Il faut appeler les choses par leur nom. C’est bien d’une guerre qu’il s’agit. Une guerre entre deux hommes. L’escalade de menaces, de haines, à laquelle se livrent les deux équipes présidentielles de l’UMP, n’est que l’illustration d’une loi fondamentale des rapports humains qui veut que l’on désire toujours ce que désire autrui.

La « montée aux extrêmes », au fil des jours, a quelque chose de romanesque, par sa violence, son irrationalité et le caractère mimétique de l’affrontement que personne, pas même le « sage » Alain Juppé, ne parvient à endiguer.

Après son échec lors de la dernière élection présidentielle, Nicolas Sarkozy aurait du être le bouc émissaire, celui que l’on sacrifie à la paix, seulement voilà, sa popularité, son ombre, privent les deux compétiteurs de cette possibilité de sortie de crise.

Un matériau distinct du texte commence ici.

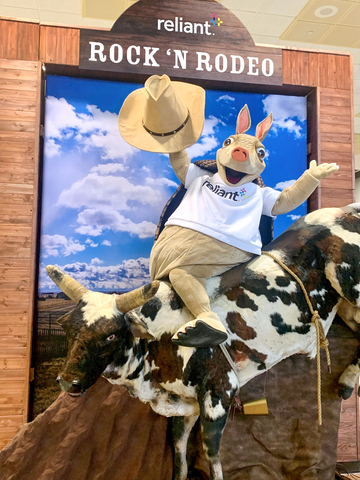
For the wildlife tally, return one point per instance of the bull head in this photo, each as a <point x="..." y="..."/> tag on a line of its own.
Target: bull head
<point x="98" y="329"/>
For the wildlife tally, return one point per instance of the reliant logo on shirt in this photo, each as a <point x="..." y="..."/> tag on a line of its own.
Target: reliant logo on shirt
<point x="223" y="193"/>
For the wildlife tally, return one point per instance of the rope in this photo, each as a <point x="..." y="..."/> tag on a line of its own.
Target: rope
<point x="321" y="340"/>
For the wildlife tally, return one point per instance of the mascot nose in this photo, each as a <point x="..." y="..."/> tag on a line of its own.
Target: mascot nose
<point x="240" y="154"/>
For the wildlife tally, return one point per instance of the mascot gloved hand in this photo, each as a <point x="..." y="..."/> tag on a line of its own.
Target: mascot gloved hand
<point x="216" y="226"/>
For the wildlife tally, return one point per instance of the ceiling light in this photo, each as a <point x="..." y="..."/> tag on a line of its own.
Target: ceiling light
<point x="326" y="11"/>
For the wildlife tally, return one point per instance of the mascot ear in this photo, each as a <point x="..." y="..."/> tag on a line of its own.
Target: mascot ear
<point x="244" y="121"/>
<point x="263" y="127"/>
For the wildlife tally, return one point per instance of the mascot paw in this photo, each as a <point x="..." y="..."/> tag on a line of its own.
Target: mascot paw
<point x="199" y="333"/>
<point x="344" y="391"/>
<point x="323" y="170"/>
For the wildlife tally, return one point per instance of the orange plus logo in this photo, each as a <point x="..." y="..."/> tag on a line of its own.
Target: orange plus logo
<point x="215" y="20"/>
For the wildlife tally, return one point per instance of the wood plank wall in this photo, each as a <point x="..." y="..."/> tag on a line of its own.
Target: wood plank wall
<point x="19" y="134"/>
<point x="332" y="75"/>
<point x="329" y="74"/>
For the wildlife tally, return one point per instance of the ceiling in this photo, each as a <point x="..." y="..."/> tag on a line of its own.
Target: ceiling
<point x="312" y="24"/>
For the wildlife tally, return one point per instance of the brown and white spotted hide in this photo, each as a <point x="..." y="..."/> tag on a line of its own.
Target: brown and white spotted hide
<point x="261" y="305"/>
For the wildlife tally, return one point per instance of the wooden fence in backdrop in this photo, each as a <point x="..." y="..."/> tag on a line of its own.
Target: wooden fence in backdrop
<point x="325" y="77"/>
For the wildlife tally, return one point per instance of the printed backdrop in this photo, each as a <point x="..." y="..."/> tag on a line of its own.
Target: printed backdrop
<point x="102" y="198"/>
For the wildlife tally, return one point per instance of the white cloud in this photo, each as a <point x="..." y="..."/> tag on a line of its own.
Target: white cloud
<point x="208" y="140"/>
<point x="96" y="261"/>
<point x="91" y="243"/>
<point x="162" y="181"/>
<point x="226" y="98"/>
<point x="109" y="168"/>
<point x="95" y="221"/>
<point x="282" y="185"/>
<point x="284" y="111"/>
<point x="129" y="274"/>
<point x="58" y="245"/>
<point x="205" y="145"/>
<point x="209" y="125"/>
<point x="95" y="190"/>
<point x="60" y="118"/>
<point x="52" y="149"/>
<point x="97" y="129"/>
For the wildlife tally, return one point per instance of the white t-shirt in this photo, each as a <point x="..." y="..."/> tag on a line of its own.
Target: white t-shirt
<point x="229" y="214"/>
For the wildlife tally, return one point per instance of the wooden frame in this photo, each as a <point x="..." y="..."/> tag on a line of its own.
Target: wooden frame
<point x="326" y="79"/>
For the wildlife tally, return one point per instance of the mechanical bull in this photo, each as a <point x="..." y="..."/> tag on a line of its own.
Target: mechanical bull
<point x="261" y="305"/>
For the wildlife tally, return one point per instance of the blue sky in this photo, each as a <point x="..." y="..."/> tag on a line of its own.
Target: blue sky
<point x="102" y="198"/>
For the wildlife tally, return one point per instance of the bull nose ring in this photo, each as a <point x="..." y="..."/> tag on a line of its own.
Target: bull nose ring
<point x="240" y="154"/>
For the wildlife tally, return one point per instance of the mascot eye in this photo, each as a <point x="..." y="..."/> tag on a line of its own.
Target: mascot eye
<point x="228" y="141"/>
<point x="261" y="152"/>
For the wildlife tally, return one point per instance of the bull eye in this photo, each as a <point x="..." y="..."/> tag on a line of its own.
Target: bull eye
<point x="228" y="142"/>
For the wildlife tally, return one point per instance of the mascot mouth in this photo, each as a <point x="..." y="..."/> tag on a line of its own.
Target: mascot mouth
<point x="77" y="394"/>
<point x="232" y="176"/>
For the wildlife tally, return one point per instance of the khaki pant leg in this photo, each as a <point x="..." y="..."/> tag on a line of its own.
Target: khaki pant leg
<point x="191" y="289"/>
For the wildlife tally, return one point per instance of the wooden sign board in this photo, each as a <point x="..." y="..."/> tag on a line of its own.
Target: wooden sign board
<point x="185" y="39"/>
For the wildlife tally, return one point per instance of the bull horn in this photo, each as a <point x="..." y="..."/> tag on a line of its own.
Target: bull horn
<point x="136" y="298"/>
<point x="73" y="289"/>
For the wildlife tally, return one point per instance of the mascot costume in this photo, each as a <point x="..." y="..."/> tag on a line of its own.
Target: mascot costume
<point x="216" y="225"/>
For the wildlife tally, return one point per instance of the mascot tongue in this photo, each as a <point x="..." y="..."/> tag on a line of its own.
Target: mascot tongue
<point x="232" y="176"/>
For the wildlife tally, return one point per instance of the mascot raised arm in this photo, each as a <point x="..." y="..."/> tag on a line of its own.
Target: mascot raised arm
<point x="216" y="226"/>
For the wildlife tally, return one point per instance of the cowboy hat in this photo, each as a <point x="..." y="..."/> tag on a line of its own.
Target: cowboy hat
<point x="164" y="116"/>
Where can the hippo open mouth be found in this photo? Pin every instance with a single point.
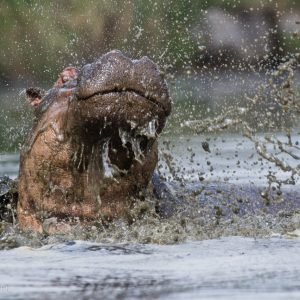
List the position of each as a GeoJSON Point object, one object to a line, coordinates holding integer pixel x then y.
{"type": "Point", "coordinates": [94, 144]}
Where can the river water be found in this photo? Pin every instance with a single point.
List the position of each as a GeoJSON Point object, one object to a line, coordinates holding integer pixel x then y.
{"type": "Point", "coordinates": [243, 257]}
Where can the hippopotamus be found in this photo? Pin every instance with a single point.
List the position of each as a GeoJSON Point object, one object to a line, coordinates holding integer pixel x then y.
{"type": "Point", "coordinates": [93, 146]}
{"type": "Point", "coordinates": [92, 152]}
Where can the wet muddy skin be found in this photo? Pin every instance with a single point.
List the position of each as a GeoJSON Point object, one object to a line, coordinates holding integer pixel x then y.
{"type": "Point", "coordinates": [90, 142]}
{"type": "Point", "coordinates": [93, 147]}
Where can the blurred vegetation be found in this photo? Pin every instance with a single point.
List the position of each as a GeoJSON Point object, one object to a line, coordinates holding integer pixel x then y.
{"type": "Point", "coordinates": [38, 38]}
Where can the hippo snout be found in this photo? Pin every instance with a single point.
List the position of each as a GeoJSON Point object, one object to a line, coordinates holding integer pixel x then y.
{"type": "Point", "coordinates": [116, 73]}
{"type": "Point", "coordinates": [93, 147]}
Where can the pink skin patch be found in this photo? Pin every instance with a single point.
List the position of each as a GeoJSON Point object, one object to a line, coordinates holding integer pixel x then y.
{"type": "Point", "coordinates": [69, 73]}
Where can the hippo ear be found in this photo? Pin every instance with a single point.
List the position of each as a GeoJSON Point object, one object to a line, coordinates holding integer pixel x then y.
{"type": "Point", "coordinates": [34, 96]}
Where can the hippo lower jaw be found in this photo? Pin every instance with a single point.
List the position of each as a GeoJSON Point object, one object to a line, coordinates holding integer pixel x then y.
{"type": "Point", "coordinates": [90, 155]}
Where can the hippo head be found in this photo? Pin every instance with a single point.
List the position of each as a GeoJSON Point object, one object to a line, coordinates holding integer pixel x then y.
{"type": "Point", "coordinates": [93, 147]}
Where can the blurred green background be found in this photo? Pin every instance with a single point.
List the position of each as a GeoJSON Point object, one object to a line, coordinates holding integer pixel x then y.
{"type": "Point", "coordinates": [39, 38]}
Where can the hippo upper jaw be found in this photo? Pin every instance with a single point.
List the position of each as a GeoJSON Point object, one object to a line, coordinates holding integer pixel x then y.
{"type": "Point", "coordinates": [114, 73]}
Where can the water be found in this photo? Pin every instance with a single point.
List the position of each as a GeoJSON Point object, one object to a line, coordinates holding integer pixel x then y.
{"type": "Point", "coordinates": [180, 258]}
{"type": "Point", "coordinates": [226, 268]}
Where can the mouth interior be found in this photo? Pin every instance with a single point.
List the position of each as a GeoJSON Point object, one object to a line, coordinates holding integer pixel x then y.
{"type": "Point", "coordinates": [146, 95]}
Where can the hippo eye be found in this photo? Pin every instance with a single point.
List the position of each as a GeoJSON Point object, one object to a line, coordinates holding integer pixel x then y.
{"type": "Point", "coordinates": [66, 78]}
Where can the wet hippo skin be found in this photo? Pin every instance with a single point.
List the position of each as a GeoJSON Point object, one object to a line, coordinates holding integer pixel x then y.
{"type": "Point", "coordinates": [93, 147]}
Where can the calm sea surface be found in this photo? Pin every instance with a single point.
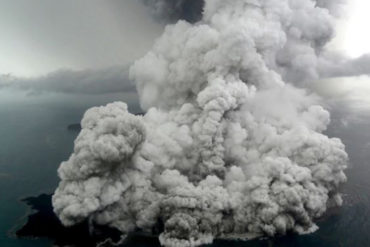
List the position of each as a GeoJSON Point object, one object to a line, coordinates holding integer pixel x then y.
{"type": "Point", "coordinates": [34, 140]}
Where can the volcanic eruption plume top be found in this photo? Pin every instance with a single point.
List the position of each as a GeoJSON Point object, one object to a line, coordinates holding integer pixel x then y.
{"type": "Point", "coordinates": [231, 144]}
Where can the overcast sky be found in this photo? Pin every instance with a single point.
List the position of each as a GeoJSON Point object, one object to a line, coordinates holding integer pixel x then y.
{"type": "Point", "coordinates": [41, 36]}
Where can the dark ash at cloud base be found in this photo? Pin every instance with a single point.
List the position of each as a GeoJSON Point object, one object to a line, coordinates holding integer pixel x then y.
{"type": "Point", "coordinates": [173, 10]}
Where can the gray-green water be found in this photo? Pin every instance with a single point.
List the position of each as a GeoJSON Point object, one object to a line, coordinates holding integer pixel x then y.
{"type": "Point", "coordinates": [34, 139]}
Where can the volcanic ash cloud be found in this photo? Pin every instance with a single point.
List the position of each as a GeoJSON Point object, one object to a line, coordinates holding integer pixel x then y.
{"type": "Point", "coordinates": [229, 146]}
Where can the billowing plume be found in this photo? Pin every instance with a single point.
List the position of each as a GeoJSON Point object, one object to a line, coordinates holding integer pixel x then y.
{"type": "Point", "coordinates": [229, 146]}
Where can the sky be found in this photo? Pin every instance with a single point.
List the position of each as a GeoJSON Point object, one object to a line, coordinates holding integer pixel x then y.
{"type": "Point", "coordinates": [55, 45]}
{"type": "Point", "coordinates": [41, 36]}
{"type": "Point", "coordinates": [351, 38]}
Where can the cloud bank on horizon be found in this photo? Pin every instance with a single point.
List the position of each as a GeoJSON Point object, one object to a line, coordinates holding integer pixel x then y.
{"type": "Point", "coordinates": [231, 144]}
{"type": "Point", "coordinates": [324, 65]}
{"type": "Point", "coordinates": [98, 81]}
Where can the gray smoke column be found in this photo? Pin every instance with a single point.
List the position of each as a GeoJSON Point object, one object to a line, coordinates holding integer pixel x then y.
{"type": "Point", "coordinates": [229, 146]}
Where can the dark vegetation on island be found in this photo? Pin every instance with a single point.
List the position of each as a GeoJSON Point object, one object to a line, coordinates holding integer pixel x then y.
{"type": "Point", "coordinates": [43, 223]}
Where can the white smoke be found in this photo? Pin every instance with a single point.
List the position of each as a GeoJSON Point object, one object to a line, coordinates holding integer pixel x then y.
{"type": "Point", "coordinates": [226, 148]}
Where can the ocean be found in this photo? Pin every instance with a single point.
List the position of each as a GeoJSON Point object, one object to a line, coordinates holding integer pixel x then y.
{"type": "Point", "coordinates": [34, 139]}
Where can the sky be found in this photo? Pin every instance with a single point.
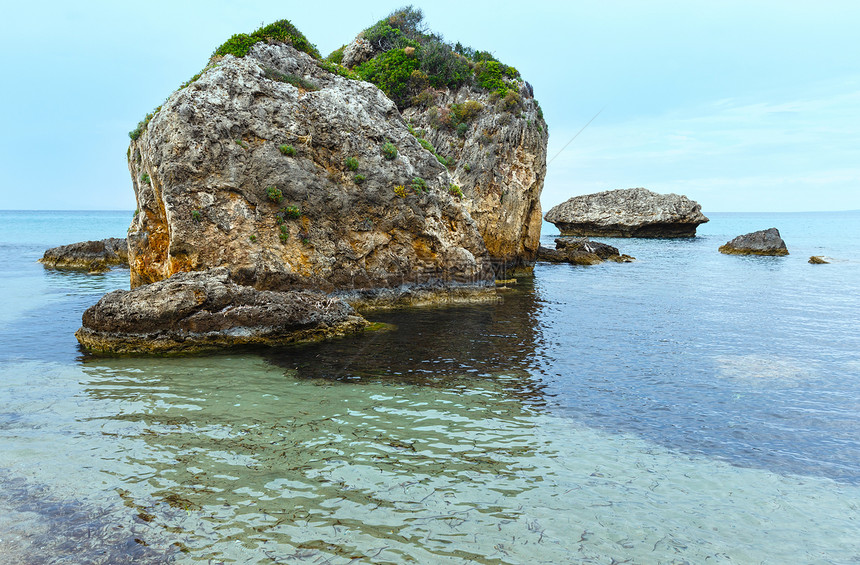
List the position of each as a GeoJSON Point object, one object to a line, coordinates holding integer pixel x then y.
{"type": "Point", "coordinates": [743, 106]}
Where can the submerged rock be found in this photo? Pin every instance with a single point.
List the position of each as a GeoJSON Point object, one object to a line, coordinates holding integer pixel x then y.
{"type": "Point", "coordinates": [92, 256]}
{"type": "Point", "coordinates": [630, 212]}
{"type": "Point", "coordinates": [581, 251]}
{"type": "Point", "coordinates": [205, 310]}
{"type": "Point", "coordinates": [762, 242]}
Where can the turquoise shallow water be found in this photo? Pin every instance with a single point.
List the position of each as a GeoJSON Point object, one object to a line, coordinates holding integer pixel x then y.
{"type": "Point", "coordinates": [689, 407]}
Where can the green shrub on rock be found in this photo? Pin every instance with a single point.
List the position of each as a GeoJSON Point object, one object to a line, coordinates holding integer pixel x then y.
{"type": "Point", "coordinates": [282, 30]}
{"type": "Point", "coordinates": [390, 71]}
{"type": "Point", "coordinates": [274, 194]}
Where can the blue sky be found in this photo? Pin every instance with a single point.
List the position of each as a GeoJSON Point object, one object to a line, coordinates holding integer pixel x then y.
{"type": "Point", "coordinates": [740, 105]}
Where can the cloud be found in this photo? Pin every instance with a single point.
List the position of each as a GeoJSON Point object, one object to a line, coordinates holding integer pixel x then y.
{"type": "Point", "coordinates": [773, 153]}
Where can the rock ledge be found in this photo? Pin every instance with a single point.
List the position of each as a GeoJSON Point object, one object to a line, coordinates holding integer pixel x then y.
{"type": "Point", "coordinates": [204, 310]}
{"type": "Point", "coordinates": [92, 256]}
{"type": "Point", "coordinates": [762, 242]}
{"type": "Point", "coordinates": [629, 212]}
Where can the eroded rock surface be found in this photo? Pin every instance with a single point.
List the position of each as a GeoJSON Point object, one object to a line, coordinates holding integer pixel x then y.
{"type": "Point", "coordinates": [582, 251]}
{"type": "Point", "coordinates": [630, 212]}
{"type": "Point", "coordinates": [205, 310]}
{"type": "Point", "coordinates": [92, 256]}
{"type": "Point", "coordinates": [762, 242]}
{"type": "Point", "coordinates": [250, 167]}
{"type": "Point", "coordinates": [499, 164]}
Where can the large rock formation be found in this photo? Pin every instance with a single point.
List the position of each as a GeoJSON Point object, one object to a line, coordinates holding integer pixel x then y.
{"type": "Point", "coordinates": [499, 162]}
{"type": "Point", "coordinates": [279, 169]}
{"type": "Point", "coordinates": [630, 212]}
{"type": "Point", "coordinates": [762, 242]}
{"type": "Point", "coordinates": [191, 312]}
{"type": "Point", "coordinates": [92, 256]}
{"type": "Point", "coordinates": [296, 174]}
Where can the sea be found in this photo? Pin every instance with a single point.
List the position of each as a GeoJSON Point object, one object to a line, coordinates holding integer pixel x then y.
{"type": "Point", "coordinates": [689, 407]}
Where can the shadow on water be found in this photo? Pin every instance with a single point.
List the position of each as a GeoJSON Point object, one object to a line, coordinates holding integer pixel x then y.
{"type": "Point", "coordinates": [434, 347]}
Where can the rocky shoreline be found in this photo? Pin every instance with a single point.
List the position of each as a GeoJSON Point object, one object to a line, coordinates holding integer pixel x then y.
{"type": "Point", "coordinates": [276, 188]}
{"type": "Point", "coordinates": [204, 311]}
{"type": "Point", "coordinates": [91, 256]}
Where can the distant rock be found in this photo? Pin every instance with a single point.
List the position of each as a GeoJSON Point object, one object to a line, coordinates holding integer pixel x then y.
{"type": "Point", "coordinates": [92, 256]}
{"type": "Point", "coordinates": [762, 242]}
{"type": "Point", "coordinates": [581, 251]}
{"type": "Point", "coordinates": [630, 212]}
{"type": "Point", "coordinates": [191, 312]}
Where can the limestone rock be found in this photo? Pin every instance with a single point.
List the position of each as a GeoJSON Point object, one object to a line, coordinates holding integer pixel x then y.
{"type": "Point", "coordinates": [630, 212]}
{"type": "Point", "coordinates": [250, 166]}
{"type": "Point", "coordinates": [581, 251]}
{"type": "Point", "coordinates": [92, 256]}
{"type": "Point", "coordinates": [762, 242]}
{"type": "Point", "coordinates": [499, 163]}
{"type": "Point", "coordinates": [206, 310]}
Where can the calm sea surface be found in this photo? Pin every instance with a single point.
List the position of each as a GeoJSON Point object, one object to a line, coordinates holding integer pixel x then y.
{"type": "Point", "coordinates": [690, 407]}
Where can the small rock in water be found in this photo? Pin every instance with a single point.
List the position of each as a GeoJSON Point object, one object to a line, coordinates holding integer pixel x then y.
{"type": "Point", "coordinates": [581, 251]}
{"type": "Point", "coordinates": [762, 242]}
{"type": "Point", "coordinates": [204, 310]}
{"type": "Point", "coordinates": [92, 256]}
{"type": "Point", "coordinates": [629, 212]}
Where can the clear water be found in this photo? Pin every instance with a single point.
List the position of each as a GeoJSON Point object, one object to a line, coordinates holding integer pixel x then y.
{"type": "Point", "coordinates": [687, 408]}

Entre eux, ce sera donc « tout ou rien ». Un « tout ou rien »  caractérisé par une montée de la violence qui semble n’avoir pas de fin, pas de limite, qui devient chaque jour plus tragique. Aucune rationalité ne semble capable de dominer l’affectivité des postures. Cette rivalité mimétique pour la domination du parti finit par perdre du sens. Des voix commencent d’ailleurs à s’élever pour dire qu’après ce combat fratricide, aucun des deux ne sera, le moment venu, jugé digne de conduire la droite à la victoire.

Les éléments de langage deviennent grotesques. Dire sans arrêt que: « Ce qui nous rassemble est bien supérieur à ce qui nous divise », fait rire la France entière. C’est tout au plus une variante du « aimez-vous les uns les autres ». Au bord de l’apocalypse, la formule est pour le moins décalée.

« Ne rien lâcher », la formule a un sens dans les compétitions sportives, où seul le résultat compte, mais, en l’espèce, l’utilisation du mensonge, de la tricherie, de méthodes barbares, dénature le but poursuivi. Guy Mollet, en son temps, avait qualifié la droite française de « droite la plus bête du monde ». La formule était sévère mais il faut reconnaître qu’elle trouve aujourd’hui à s’appliquer. Le plus grave, pour la démocratie, dans un pays toujours prêt à donner des leçons aux autres, c’est sans doute d’avoir ouvert la boite de Pandore. Que chacun accuse l’autre de tricherie, est un grand classique, un soir d’élection, mais reconnaître sur les plateaux de télévision que les élections, dans les partis politiques, ont de tout temps étaient entachées de fraudes, c’est attenter gravement au fondement même de la démocratie et révéler, avec cynisme, que les mots utilisés par les dirigeants politiques : courage, vérité, responsabilité, grand moment de démocratie, sont vides de sens.

Il suffit de se rendre sur les forums et autres réseaux sociaux pour constater les dégâts causés. La violence des messages est inquiétante. La haine et le langage employé, rappellent les heures les plus sombres de notre histoire. Le malaise dans la société française est profond ; il ne disparaitra pas du jour au lendemain. Déjà, dans les derniers jours de la campagne présidentielle, on jouait avec le feu. Au bout de la « montée aux extrêmes », il y a l’apocalypse, l’explosion du système. Malheur à celui par qui le scandale arrive !

Le temps est venu de donner la priorité à la raison sur la passion.